A couple of years ago, I participated in a workshop on academic data science at SICS in Stockholm. At that event, we discussed various trends in data science and machine learning and at the end of it, I participated in a discussion group, led by professor Niklas Lavesson from Blekinge Institute of Technology, where we talked about model interpretability and explanation. At the time, it felt like a fringe but interesting topic. Today, this topic seems to be all over the place. Here are some of the places I’ve seen it recently.

Blog posts and presentations

Interpretable Machine Learning: The fuss, the concrete and the questions (pdf link). This 125-page (!) presentation is from a tutorial given at ICML 2017 in Sydney the other day. It gives a useful overview of how to think about interpretability in machine learning.

Ideas on interpreting machine learning. This is a very thorough blog post from O’Reilly with a lot of good ideas. It also talks about related things such as dimensionality reduction which I would not call model explanation per se, but which are still good to know.

Fast Forward Labs have announced a new report on interpretable machine learning. (I have not read the actual report.)

Papers with software

Understanding Black-box Predictions via Influence Functions. The paper of this name (associated code here) won a best-paper award at ICML 2017 (again showing how hot this topic is!). The authors use something called an influence function to quantify, roughly speaking, how much a perturbation of a single example in the training data set affects the resulting model. In this way, they can identify the training data points most responsible for a given prediction. One might say that they have figured out a way to differentiate a predictive model with respect to data points in the training set.

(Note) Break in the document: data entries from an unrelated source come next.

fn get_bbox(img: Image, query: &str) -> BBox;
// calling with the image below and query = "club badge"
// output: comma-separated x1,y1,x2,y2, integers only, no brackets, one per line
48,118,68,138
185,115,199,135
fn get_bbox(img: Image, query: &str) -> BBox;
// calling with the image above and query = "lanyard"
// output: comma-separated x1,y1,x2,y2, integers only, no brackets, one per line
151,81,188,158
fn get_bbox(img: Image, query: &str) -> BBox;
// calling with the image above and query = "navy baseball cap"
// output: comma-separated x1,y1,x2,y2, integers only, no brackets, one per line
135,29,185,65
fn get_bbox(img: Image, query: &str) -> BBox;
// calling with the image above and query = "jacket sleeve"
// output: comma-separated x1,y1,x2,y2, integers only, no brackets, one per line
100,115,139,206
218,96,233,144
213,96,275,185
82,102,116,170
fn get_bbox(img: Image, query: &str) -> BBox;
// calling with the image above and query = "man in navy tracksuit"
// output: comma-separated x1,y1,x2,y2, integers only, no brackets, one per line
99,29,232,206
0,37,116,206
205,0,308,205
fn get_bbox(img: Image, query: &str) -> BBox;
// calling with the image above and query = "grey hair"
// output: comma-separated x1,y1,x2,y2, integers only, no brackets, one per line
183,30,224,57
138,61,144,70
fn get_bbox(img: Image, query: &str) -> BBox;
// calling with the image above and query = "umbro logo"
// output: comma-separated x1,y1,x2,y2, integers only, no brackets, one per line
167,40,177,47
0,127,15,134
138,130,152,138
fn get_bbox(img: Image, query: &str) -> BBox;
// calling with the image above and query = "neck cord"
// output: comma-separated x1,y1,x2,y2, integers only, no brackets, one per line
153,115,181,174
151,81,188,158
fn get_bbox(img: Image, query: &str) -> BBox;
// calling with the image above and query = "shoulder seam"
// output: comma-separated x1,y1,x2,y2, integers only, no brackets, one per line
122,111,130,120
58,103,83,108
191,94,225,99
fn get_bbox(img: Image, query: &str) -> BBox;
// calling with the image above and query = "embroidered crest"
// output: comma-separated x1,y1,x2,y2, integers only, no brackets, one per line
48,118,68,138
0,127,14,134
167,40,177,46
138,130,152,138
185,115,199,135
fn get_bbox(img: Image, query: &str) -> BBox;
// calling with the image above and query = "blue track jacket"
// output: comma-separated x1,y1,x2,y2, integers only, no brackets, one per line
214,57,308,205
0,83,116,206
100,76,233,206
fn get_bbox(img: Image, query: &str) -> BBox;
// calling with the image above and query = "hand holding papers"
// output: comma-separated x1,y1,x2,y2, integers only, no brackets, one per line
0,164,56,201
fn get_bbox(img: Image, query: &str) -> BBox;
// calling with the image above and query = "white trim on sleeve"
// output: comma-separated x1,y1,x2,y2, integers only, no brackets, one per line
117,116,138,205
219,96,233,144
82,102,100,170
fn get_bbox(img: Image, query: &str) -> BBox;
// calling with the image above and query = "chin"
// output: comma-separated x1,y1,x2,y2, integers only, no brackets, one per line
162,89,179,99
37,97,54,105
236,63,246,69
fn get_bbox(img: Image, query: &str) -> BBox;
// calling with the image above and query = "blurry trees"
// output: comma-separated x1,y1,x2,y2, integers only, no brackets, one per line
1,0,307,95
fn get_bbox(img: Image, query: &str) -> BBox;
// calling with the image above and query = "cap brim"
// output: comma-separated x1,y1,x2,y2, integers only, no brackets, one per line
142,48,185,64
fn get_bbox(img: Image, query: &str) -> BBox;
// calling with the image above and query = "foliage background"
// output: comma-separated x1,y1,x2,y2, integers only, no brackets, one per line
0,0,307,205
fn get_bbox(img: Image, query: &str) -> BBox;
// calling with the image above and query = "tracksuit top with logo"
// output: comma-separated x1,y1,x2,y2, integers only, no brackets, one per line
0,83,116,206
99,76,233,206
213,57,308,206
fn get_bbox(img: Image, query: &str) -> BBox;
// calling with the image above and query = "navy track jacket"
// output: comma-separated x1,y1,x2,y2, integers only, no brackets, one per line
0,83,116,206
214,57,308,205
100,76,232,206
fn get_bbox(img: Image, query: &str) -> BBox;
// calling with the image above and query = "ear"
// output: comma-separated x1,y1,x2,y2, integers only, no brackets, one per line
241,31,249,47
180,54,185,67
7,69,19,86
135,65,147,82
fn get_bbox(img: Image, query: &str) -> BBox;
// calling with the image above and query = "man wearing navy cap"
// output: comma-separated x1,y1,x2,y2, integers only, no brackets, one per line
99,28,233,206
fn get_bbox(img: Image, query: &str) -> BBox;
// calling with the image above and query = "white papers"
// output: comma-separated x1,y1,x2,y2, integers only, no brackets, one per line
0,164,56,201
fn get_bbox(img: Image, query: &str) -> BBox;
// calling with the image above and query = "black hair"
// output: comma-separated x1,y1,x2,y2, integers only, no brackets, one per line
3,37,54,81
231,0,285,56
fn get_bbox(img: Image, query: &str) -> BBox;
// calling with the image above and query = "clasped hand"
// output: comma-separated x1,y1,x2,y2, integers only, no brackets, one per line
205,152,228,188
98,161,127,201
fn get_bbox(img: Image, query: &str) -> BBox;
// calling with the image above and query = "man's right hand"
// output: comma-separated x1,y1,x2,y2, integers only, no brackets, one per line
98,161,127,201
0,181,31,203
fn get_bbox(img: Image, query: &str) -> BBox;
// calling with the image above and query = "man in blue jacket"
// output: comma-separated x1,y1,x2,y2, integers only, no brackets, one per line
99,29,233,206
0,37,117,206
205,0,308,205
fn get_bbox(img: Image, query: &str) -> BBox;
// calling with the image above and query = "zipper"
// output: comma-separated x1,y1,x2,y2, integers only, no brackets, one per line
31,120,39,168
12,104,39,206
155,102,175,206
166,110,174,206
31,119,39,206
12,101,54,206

LIME, Local Interpretable Model-agnostic Explanations. (arXiv link, code on Github) This has been around for more than a year and can thus be called “established” in the rapidly changing world of machine learning. I have tried it myself for a consulting gig and found it useful for understanding why a certain prediction was made. The main implementation is in Python but there is also a good R port (which is what I used when I tried it.) LIME essentially builds a simplified local model around the data point you are interested in. It does this by perturbing real training data points, obtaining the predicted label for those perturbed points, and fitting a sparse linear model to those points and labels. (As far as I have understood, that is!)

I’m sure I have missed a lot of interesting work.

If anyone is interested, I might write another blog post illustrating how LIME can be used to understand why a certain prediction was made on a public dataset. I might even try to explain the influence function paper if I get the time to try it and digest the math.